Lars was everything the teenager inside her could hope to swoon for. Built for power and endurance, he nevertheless was gentle and tactile with those calloused hands. His face was a regular delight: rugged and yet retaining a touch of i

Hell, last night was much better than good. If ever one night’s solitary consummation can be called “good.” And clearly one right was all this could ever be.

She reached up and caressed his cheek, thrilling to the prickly touch of his morning stubble. For the moment, reality was nice enough. When his hand stroked gently up her side, settling eventually over one breast, she exhaled a sigh that was ninety-five percent pleasure. The rest could go to hell.

“No, Lars. I don’t feel I have to get away from you.”

As he bent to whisper in her ear, Teresa knew yet another way to feel good about this. “Emma,” he murmured, speaking the name on her passport, the woman she was during this brief interlude.

As Emma then, she clung to him and again sighed.

Stan Goldman escorted her to the aerodrome when it was time for her to leave. The small cargo zeppelin was already moored, its transparent flanks turned toward the sun to focus every available watt onto its internal photocells.

Together they walked the long way across the open moraine, he immersed in his own thoughts and she in hers. “Here, take a look at this,” Stan said at one point, leading her a few meters to the left. “Do you see that?”

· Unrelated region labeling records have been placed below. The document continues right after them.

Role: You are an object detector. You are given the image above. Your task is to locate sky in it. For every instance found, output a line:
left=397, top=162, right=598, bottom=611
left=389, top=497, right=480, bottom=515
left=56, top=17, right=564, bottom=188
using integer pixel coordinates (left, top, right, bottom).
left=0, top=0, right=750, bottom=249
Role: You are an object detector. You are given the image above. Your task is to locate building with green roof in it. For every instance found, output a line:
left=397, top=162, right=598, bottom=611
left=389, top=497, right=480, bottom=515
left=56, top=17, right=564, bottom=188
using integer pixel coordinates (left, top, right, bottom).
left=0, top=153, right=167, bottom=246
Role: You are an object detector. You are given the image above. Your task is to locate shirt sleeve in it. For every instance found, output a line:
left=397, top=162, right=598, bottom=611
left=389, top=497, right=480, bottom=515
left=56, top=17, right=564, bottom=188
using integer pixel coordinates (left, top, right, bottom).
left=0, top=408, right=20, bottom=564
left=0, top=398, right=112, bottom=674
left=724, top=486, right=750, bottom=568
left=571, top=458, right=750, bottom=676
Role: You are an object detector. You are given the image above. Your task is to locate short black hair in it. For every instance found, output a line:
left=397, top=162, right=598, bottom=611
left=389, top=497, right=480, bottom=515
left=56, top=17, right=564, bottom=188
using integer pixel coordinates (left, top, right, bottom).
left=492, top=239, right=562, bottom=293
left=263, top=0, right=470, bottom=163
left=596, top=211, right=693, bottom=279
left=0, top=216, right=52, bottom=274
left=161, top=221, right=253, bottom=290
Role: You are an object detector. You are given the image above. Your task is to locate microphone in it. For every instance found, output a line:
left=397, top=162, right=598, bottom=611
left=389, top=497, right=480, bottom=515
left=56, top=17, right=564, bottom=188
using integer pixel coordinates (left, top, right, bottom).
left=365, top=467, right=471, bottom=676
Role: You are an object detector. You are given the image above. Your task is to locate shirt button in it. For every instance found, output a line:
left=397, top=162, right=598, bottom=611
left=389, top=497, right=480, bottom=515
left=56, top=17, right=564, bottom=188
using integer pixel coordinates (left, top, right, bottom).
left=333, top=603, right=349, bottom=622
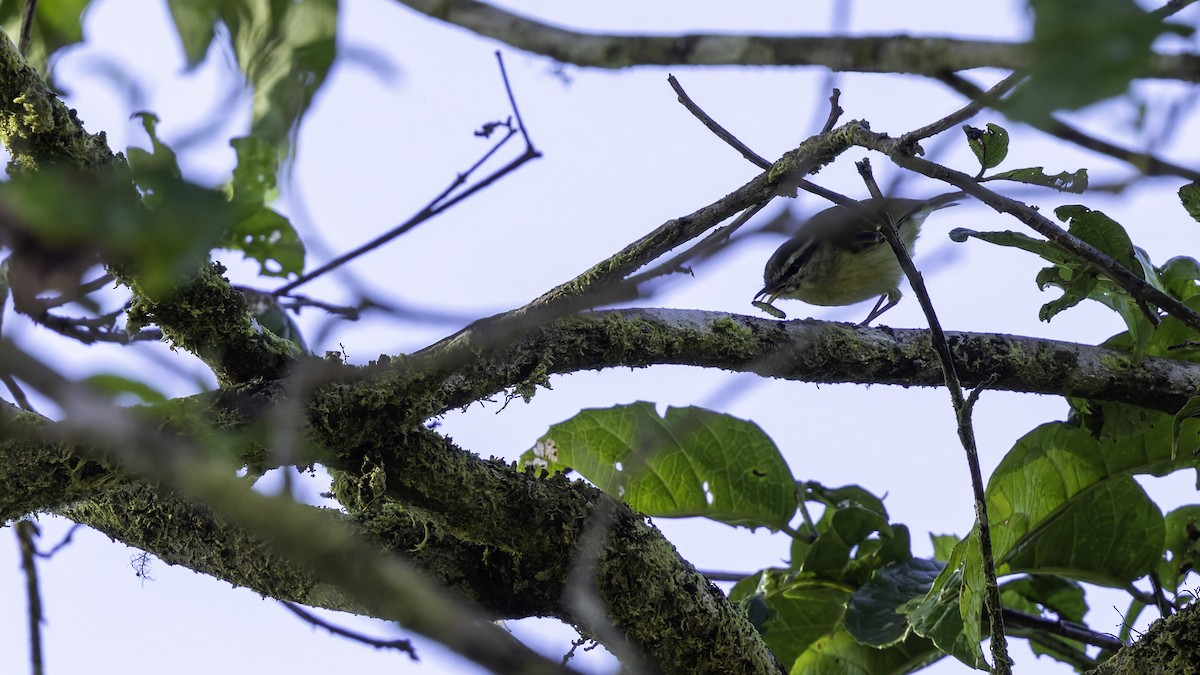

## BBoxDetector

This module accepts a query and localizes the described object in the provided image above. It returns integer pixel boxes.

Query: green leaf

“See what?” He was pointing at a jumble of stones.

“Yesterday those were in a stack. I put them there. Today it’s toppled.”

Teresa nodded. “Quakes.” In her valise she carried data on the recent increase in local, low-level Earth tremors, gathered with the finest instruments. “Why the poor man’s seismograph, Stan?”

The elderly physicist smiled. “Never put all your confidence in sophisticated gadgets, my dear. It’s as bad as trusting faith alone, or math, or your own senses.”

Actually, Teresa’s nickname in the Bus Driver’s Guild was “Show Me” Tikhana. She nodded in agreement. “I’ll try to remember that.”

“Good. The Lord gave us eyes and imagination, faith and reason, enthusiasm and obstinacy. Each has its place.” He kicked one of the fallen rocks. “I’m afraid it won’t be long before a lot more people suspect something’s going on.”

So far only a few obscure sources on the Net were commenting on the pickup in worldwide seismic activity. But she knew what incident had Stan particularly worried.

“Have they found that plane yet?” she asked. “The one in Antarctica?”

He shook his head. “They’re assuming it crashed. But there’s not a peep from the flight transponder. And you heard the report of that ozone scientist, who claimed seeing something flash into the sky? The location corresponds with the plane’s last known position… and the emergence point of one of our recent beams.